Don’t worry, it’s only minor – Bug severity in Oculus Rift testing

Bug severity always raises different opinions. We’ve all submitted a bug and seen it edited down to a lower severity. Severity ratings become a loose guide to the nature of a bug. They can be useful, but seeing the 1-5 rating does not relate enough information on its own.


There are bugs that are a lower priority to fix, but there are no minor bugs when testing in VR.

*ANY* bug can break immersion.

Our aim is to give users the most immersive and seamless experience possible.

A bug may be minor in nature, but its knock-on effects are never minor. A user may recover immersion quicker from a less critical bug but that does not make it minor.

Immersion is totally possible, but only if we make it the smooth experience it needs to be.



Doesn’t look like that on my computer – The Oculus Rift version

So we’ve all been there…By we I mean developers and testers. The tester finds a bug and the developer says it doesn’t behave like that on their computer. So then you puzzle out what is different between the two machines; well that’s how it should go…

Now take that situation and increase the variables by at least a factor of 10. That is what happens when you bring Oculus Rift into the equation.

So I’m retesting a bug based around the position of the content. I briefly touched on depth of field issues in a previous post, but let’s get into it more. Where you position content in relation to the user is critical. If content is too close to the user; they will feel claustrophobic. If it’s too far; then they won’t be able to experience it as intended. If it’s a little too close; then it makes accessing content below the user’s resting eye level very uncomfortable.

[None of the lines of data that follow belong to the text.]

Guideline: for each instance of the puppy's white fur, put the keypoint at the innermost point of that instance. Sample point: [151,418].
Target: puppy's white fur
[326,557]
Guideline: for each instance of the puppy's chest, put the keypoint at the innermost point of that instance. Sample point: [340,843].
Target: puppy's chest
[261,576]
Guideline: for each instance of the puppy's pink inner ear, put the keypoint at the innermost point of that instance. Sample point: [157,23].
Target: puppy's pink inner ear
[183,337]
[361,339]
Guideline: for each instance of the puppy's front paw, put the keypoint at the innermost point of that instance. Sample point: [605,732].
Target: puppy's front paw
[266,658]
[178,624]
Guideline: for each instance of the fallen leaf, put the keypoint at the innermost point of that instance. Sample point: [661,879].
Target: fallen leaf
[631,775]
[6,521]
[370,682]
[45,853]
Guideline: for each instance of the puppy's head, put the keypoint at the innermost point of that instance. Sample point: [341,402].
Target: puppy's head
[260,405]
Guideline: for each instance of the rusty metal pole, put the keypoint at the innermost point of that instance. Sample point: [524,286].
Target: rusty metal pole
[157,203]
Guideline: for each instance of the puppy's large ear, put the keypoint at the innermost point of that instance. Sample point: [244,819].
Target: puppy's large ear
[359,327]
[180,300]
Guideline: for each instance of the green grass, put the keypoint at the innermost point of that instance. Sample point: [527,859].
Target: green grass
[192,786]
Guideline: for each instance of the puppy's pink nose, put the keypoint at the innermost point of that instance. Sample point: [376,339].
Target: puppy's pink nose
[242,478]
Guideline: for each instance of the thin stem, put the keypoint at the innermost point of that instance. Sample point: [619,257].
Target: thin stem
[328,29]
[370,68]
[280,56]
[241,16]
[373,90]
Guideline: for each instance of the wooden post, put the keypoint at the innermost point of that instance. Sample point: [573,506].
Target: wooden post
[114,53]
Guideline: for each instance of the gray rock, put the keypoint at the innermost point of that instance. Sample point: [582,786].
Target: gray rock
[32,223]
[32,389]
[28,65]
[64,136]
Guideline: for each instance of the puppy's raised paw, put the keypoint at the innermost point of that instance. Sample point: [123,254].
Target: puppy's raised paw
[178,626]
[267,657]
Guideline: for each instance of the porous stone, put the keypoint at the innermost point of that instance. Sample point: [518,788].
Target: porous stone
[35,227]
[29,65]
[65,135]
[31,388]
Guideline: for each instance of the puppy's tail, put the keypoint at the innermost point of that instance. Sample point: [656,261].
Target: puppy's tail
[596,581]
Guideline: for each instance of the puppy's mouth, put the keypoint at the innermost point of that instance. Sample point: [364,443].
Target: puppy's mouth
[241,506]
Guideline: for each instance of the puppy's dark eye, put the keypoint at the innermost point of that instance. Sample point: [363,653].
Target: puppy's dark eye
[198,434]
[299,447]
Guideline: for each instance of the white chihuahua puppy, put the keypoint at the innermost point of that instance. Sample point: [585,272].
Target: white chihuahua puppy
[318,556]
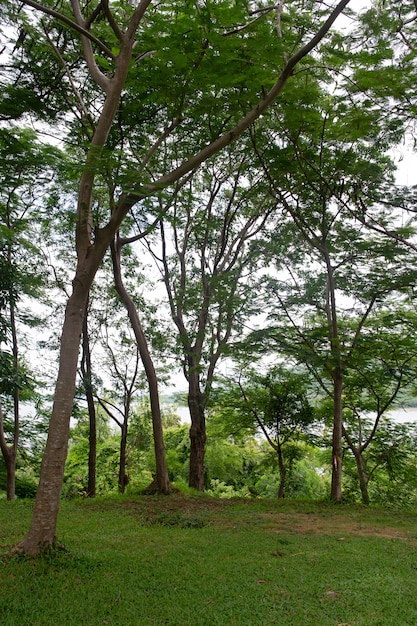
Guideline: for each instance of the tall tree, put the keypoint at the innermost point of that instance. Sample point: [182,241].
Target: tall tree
[108,37]
[207,265]
[26,172]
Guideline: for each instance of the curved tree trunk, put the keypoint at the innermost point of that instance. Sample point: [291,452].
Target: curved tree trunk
[198,435]
[92,431]
[123,478]
[337,450]
[161,482]
[41,534]
[282,472]
[362,475]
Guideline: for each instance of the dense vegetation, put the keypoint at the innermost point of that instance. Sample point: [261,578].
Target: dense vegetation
[206,189]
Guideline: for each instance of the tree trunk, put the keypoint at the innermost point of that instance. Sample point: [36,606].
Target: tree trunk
[198,436]
[92,432]
[161,482]
[123,479]
[282,472]
[336,487]
[42,531]
[362,474]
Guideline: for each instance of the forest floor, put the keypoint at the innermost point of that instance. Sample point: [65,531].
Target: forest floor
[191,559]
[284,516]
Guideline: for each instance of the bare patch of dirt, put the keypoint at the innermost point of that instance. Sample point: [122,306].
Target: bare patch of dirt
[339,525]
[328,520]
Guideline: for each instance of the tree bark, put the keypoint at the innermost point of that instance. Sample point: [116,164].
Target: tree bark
[123,479]
[282,472]
[161,482]
[337,451]
[42,530]
[92,431]
[363,476]
[198,435]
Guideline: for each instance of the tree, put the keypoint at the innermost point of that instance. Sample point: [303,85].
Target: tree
[329,163]
[277,405]
[208,277]
[108,38]
[385,367]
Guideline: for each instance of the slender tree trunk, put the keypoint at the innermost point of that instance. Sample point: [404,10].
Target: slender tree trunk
[42,530]
[362,475]
[10,452]
[123,479]
[282,472]
[198,435]
[337,450]
[9,455]
[161,482]
[92,433]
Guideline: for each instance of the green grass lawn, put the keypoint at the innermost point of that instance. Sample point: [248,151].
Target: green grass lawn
[187,560]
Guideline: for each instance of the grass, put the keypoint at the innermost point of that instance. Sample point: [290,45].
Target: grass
[197,561]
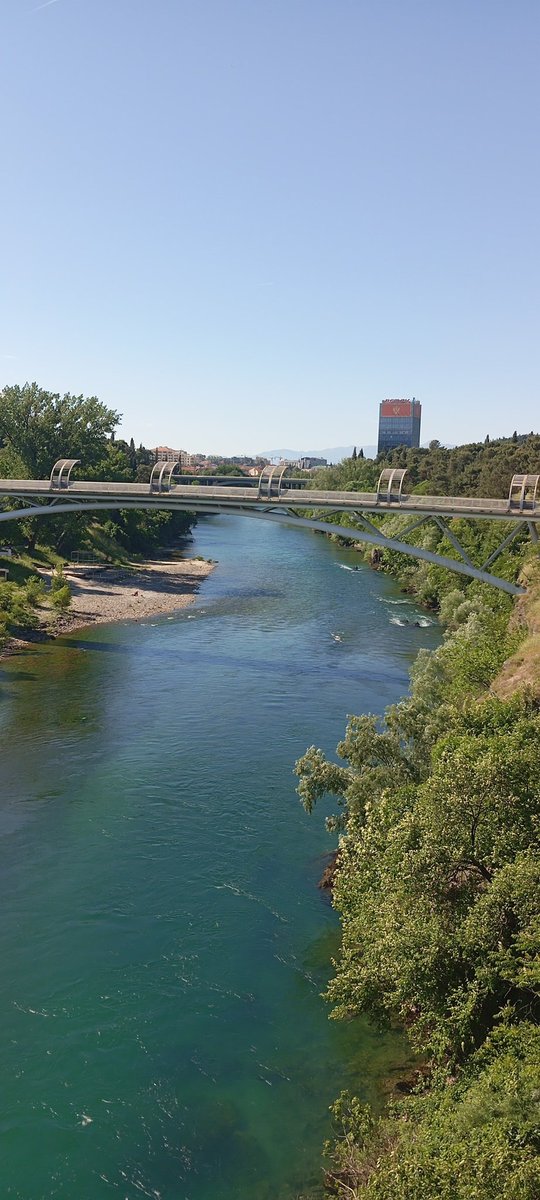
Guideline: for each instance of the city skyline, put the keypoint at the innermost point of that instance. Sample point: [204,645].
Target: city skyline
[265,220]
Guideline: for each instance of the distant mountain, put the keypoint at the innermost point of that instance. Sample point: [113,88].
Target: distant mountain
[336,454]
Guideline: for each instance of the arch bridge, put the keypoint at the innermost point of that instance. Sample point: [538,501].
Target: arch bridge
[276,496]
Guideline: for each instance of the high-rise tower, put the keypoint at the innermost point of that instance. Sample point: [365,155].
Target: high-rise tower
[399,424]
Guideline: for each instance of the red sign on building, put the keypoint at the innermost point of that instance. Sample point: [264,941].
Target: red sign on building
[396,408]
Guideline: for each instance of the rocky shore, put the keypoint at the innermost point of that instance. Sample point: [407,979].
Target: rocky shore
[107,594]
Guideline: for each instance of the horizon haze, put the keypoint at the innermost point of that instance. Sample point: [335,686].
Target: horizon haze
[249,225]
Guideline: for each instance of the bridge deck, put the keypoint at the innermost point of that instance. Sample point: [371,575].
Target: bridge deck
[237,497]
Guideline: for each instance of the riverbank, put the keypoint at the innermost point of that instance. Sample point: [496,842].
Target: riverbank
[107,594]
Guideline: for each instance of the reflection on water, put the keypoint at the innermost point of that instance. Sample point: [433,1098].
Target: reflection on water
[163,941]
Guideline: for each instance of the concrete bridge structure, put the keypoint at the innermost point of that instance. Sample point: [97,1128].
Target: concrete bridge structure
[277,497]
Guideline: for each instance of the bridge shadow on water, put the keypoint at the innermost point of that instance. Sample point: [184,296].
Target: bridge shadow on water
[299,666]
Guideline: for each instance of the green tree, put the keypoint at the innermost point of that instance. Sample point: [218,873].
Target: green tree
[40,426]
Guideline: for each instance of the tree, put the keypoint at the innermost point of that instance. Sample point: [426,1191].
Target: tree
[40,426]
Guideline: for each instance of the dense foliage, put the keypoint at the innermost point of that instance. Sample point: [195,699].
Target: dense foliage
[36,429]
[481,469]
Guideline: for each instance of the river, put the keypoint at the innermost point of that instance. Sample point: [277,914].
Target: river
[163,945]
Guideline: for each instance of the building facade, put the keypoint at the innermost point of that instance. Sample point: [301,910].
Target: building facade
[399,424]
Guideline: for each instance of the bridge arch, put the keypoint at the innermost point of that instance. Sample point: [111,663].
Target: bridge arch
[371,534]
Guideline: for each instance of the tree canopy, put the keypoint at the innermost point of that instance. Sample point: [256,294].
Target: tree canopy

In today’s situation the dev came around to watch me using Oculus Rift as I retested this bug. Not only did we realise it was still a bug, but we also realised the difference in how we experienced the same content. Between the way the headset was calibrated and the positioning and angle of the motion tracker; we realised there was a big difference between our ‘at rest’ eye level.

Through this bug we discovered the need to implement; not only a calibration process for users, but crucially a calibrated setup in the office. We need to be sure that both devs and tester are experiencing the same thing. Seeing the same thing is not enough!

We need to know that a turn of the head will react the same at either dev or tester’s workstation. Now obviously it’s unlikely that the separate workstations can be setup *exactly* the same, but realising the issue is key here!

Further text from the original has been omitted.